Given that we saw a high number of 0s in our contingency table and the density being highest at 1, we would expect to see both a lot of white (0 value) and a lot of yellow (close to 100%).

plot <- filtered_data %>%
  LandscapeR::ls_plot_variation_matrix(hdbscan_clusters, kmeans_clusters) +
  theme(axis.text.x = element_text(angle = 90))

plot %>%
  plotly::ggplotly()

4 Understanding Relationships Between Subtopics & Topics

To better understand the intricate relationships between our topics and subtopics, we’ll visualize them using network plots.

The network plots are currently a work in progress

We can transform our contingency table into a data frame, and our data frame into a graph

library(tidygraph)
library(ggraph)
library(ggrepel)

df <- contingency_table %>% 
  as.data.frame() %>%
  tibble() %>%
  filter(Freq != 0) %>%
  # rename(from = Var2, to = Var1, weight = Freq) %>%
  rename(from = Var1, to = Var2, weight = Freq) %>%
  mutate(from = paste0("topic_", from)) %>%
  mutate(from = str_wrap(from, 10))

# Convert df to tidygraph object
(graph <- as_tbl_graph(df))
## # A tbl_graph: 131 nodes and 168 edges
## #
## # A directed acyclic simple graph with 2 components
## #
## # A tibble: 131 × 1
##   name   
##   <chr>  
## 1 topic_6
## 2 topic_1
## 3 topic_5
## 4 topic_0
## 5 topic_2
## 6 topic_9
## # ℹ 125 more rows
## #
## # A tibble: 168 × 3
##    from    to weight
##   <int> <int>  <int>
## 1     1    11   1076
## 2     1    12   4974
## 3     2    13    297
## # ℹ 165 more rows

4.1 Interactive Network

Rendering an interactive network will allow us to explore how topics are connected (they share edges with subtopics), and which subtopics are similar with respect to how they are distributed into topics (they share edges with the same topics).

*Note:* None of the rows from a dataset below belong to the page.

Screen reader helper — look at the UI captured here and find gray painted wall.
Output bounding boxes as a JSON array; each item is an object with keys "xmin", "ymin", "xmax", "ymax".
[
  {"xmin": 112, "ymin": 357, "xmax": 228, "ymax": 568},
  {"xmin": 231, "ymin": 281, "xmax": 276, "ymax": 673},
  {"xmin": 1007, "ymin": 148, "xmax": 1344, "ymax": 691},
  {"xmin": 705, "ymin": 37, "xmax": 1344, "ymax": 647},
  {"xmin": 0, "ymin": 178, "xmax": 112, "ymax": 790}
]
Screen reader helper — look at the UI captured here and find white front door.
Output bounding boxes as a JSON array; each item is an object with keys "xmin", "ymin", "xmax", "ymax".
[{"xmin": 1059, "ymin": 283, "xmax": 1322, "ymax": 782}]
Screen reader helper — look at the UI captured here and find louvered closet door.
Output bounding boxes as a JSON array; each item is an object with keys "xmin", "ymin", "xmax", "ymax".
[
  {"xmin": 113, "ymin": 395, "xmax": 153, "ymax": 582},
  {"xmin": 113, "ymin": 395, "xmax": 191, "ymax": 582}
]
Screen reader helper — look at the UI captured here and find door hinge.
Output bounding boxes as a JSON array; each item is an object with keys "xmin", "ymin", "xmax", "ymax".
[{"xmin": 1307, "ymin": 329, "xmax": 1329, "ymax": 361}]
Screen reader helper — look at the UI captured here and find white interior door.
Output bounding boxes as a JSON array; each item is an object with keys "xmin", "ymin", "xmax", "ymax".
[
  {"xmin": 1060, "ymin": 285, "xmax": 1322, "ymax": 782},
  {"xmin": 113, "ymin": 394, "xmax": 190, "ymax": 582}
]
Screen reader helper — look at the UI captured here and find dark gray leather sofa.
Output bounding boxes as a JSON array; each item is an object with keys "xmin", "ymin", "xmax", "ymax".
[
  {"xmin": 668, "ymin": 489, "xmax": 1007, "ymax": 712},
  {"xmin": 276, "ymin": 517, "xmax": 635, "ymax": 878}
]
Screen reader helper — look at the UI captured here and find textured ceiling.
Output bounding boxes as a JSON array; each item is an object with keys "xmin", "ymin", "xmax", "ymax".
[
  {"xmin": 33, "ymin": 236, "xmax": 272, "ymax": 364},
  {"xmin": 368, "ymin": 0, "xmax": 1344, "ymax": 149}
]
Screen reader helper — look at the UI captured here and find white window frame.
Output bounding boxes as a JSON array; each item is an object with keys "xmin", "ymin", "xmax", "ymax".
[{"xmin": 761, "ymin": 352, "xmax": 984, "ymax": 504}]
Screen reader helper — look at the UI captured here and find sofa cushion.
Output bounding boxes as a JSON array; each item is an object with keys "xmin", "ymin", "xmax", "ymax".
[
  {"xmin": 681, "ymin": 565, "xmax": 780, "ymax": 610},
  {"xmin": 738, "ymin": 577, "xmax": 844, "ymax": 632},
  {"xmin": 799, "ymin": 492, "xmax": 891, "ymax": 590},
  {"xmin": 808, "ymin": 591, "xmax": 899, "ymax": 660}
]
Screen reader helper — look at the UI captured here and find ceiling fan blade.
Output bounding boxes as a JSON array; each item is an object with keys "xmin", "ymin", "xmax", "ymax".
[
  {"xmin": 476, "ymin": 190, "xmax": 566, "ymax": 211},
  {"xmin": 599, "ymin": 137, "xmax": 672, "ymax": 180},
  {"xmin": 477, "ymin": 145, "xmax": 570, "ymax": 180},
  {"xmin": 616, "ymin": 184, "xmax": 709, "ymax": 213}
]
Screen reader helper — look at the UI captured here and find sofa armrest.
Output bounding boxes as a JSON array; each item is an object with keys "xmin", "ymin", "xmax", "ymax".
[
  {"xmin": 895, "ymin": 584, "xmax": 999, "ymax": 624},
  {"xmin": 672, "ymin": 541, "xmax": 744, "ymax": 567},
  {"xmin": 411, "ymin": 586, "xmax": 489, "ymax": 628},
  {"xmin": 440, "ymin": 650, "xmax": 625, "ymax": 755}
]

Network visualisations are the GOATs when it comes to unearthing direct and indrect relationships between things.

Prepare the graph for visNetwork by adding some attributes in columns which visNetwork will automatically apply to our visualisation.

interactive_graph <- graph %>% 
  activate(nodes) %>% 
  mutate(
    origin = if_else(name %in% df$from, 'from', 'to'),
    color = ifelse(origin == "from", "black", "red"),
    size = ifelse(origin == "from", 10, 5),
    shape = ifelse(origin == "from", "circle", "star"),
    font.color = ifelse(origin == "from", "white", "black"),
    font.size = ifelse(origin == "from", 40, 20),
    label = name
  )


#Get edges and nodes for interactive viz
nodes_data <- as_tibble(interactive_graph %>% activate(nodes)) %>%
  mutate(id = row_number(), .before = 1) 

edges_data <- as_tibble(interactive_graph %>% activate(edges))

library(visNetwork)

#Customise nodes for better label visibility
nodes_data$font.size <- 20

nodes_data$font.face <- "bold"
nodes_data$shadow.enabled <- TRUE
nodes_data$shadow.size <- 10
nodes_data$shadow.x <- 2
nodes_data$shadow.y <- 2

Now we can visualise using visNetwork. We’ll set a randomSeed so the layout is similar each time we run it.

visNetwork(nodes = nodes_data, edges = edges_data) %>%
  visIgraphLayout(
    randomSeed = 42,
    layout = "layout_nicely",
    physics = TRUE,
    type = "square" #,
    # smooth = TRUE #saves time if not calling with this.
  )  %>%
  visOptions(
    highlightNearest = 
      list(enabled = TRUE, degree = 2, hover = TRUE),
    selectedBy = "origin",
    nodesIdSelection = TRUE) %>%
  # visPhysics(solver = "barnesHut")  %>%
  visPhysics(solver = "forceAtlas2Based") 

5 Insights and Challenges

Generally, HDBScan clusters fit tidily into kMeans clusters. This should mean that we’re able to use both of them for different analyses; according to the demands of a given research project. It should also mean that they are complementary when used together.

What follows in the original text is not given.